C’était une époque singulière. Déjà en 1933, et plus encore quelques années plus tard, les gens étaient inquiets, les juifs en particulier. Heureusement, disaient parfois les juifs de gauche, sans beaucoup de conviction, et les optimistes de nature, souvent c’était les mêmes, que l’Union Soviétique est notre voisine. Jamais, elle ne laisserait Hitler prendre une place trop importante en Europe. Sans parler de la France dont l’amour pour la Pologne remontait à Marie Walewska. D’ailleurs, tous les gens cultivés le répétaient, tout homme a deux patries : la sienne et la France. Fermez les bans.
Peut-être eût-il mieux valu qu’ils partent tous. Imaginez qu’un tapis volant les eût emmenés tous à la fois. Ou qu’ils fussent nés ailleurs. Beaucoup de juifs sont nés ailleurs qu’en Pologne, où est le mal ? Partir ? Partir où, et pourquoi ? Il eut fallu que le Très Haut leur eût susurré quelque secret à l’oreille. Ou que les juifs fussent aussi méfiants, aussi intelligents que leur réputation le proclamait. Et tout abandonner ? C’est facile pour des gens riches de tout abandonner, mais quand on n’a pas grand-chose, on y tient. Tout le monde sait ça.

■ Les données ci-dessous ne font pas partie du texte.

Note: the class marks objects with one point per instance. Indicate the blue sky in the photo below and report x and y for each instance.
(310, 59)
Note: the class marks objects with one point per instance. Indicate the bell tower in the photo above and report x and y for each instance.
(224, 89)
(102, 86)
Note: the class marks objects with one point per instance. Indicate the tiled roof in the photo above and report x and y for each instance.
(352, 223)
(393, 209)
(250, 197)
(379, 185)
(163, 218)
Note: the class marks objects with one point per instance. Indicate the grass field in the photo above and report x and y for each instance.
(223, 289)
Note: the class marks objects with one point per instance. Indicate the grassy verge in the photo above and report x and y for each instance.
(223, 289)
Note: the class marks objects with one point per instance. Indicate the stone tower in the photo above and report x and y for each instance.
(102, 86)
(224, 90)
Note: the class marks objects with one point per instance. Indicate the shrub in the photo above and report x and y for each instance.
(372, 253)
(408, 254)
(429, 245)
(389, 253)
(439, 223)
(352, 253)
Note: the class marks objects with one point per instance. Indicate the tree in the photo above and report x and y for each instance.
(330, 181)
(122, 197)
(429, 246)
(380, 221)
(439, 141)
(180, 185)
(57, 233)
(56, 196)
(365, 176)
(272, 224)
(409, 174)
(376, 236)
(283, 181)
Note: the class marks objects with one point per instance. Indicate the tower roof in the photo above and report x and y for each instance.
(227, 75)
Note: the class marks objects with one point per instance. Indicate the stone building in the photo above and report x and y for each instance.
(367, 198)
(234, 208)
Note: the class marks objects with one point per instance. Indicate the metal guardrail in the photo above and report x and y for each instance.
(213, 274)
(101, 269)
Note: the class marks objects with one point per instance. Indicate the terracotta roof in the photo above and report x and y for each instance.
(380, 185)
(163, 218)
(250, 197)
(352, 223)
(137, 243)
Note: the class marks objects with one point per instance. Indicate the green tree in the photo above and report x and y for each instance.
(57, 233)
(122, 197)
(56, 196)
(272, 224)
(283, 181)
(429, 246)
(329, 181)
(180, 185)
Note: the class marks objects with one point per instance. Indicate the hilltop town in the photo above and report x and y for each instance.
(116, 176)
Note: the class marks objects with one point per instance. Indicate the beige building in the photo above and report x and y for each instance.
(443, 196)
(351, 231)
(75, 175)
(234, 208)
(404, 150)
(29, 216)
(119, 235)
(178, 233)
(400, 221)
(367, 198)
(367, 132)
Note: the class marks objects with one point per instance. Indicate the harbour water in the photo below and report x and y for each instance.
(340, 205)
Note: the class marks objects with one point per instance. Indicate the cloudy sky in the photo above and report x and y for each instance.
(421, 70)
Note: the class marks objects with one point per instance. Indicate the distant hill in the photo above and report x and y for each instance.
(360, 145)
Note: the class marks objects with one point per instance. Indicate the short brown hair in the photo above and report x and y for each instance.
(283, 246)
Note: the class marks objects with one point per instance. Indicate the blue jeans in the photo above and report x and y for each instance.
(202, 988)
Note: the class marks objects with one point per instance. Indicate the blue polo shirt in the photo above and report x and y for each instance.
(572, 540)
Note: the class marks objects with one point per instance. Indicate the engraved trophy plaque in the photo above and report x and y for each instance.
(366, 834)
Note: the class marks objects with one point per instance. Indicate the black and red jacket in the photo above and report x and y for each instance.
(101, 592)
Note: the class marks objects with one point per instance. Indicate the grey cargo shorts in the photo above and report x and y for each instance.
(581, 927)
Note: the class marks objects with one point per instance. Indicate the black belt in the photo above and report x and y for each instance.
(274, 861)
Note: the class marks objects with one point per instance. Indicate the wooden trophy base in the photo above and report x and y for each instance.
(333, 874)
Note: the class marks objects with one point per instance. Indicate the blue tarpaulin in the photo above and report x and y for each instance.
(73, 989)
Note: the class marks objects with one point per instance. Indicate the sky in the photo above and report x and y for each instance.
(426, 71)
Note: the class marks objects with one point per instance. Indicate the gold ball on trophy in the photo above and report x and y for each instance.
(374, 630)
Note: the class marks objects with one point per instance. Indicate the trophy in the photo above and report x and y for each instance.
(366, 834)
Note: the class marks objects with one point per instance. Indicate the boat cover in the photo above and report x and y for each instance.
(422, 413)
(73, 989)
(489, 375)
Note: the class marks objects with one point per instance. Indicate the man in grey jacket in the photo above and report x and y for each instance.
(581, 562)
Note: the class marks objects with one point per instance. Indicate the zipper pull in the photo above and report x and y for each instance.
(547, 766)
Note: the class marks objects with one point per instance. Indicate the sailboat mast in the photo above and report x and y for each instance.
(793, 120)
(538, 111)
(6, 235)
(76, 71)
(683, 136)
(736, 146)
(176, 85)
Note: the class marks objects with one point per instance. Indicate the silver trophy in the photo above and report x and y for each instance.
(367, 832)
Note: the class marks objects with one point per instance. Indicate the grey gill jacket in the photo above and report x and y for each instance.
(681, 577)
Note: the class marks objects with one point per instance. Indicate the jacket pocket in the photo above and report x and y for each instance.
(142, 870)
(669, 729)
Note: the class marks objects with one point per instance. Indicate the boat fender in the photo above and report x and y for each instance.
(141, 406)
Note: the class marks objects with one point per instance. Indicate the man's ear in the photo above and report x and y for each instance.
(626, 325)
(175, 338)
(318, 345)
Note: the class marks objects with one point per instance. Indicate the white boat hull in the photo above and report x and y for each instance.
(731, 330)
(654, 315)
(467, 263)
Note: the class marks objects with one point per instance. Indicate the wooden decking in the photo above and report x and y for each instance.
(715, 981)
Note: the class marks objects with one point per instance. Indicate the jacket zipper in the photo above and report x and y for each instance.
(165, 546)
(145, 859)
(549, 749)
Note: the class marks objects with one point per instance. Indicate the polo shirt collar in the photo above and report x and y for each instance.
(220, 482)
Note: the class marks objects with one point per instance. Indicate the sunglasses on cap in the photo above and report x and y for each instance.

Et puis, à l’étranger, comment étaient les gens ? Il est parfois difficile de recevoir des étrangers chez soi, alors chez eux, pensez donc !
Plus jamais, nous n’avons eu de leurs nouvelles. Leurs cendres devaient s’être répandues sur les campagnes autour d’Auschwitz.
J’ai appris, il n’y a pas si longtemps, que d’autres personnes portent le même nom que le mien. Et qu’elles ne sont pas juives. Est-ce que par hasard, l’oncle de mon père, celui qui avait quitté le toit paternel pour épouser une non-juive aurait eu des descendants ? Qui ignorent qu’en réalité ils sont juifs ?
Ou, au contraire, est-ce nous qui ne sommes juifs que parce que un de nos ancêtres, le maudit !, tombé amoureux d’une Rebecca, s’est converti au judaïsme sans se soucier de ses descendants ?
Commentaires
Que de "hasards" et de brassages divers au sein des familles qu'elles soient juives ou non.
Ce qui prouve que, finalement, nous sommes tous nés du même limon universel.
Alors .... pourquoi toutes ces divisions ? toutes ces haines ? tous ces conflits ? Pour le peu de temps que nous passons ici-bas ?
C'est, entre nous, tomber bien bas ! ....ou de "bien haut". Au choix.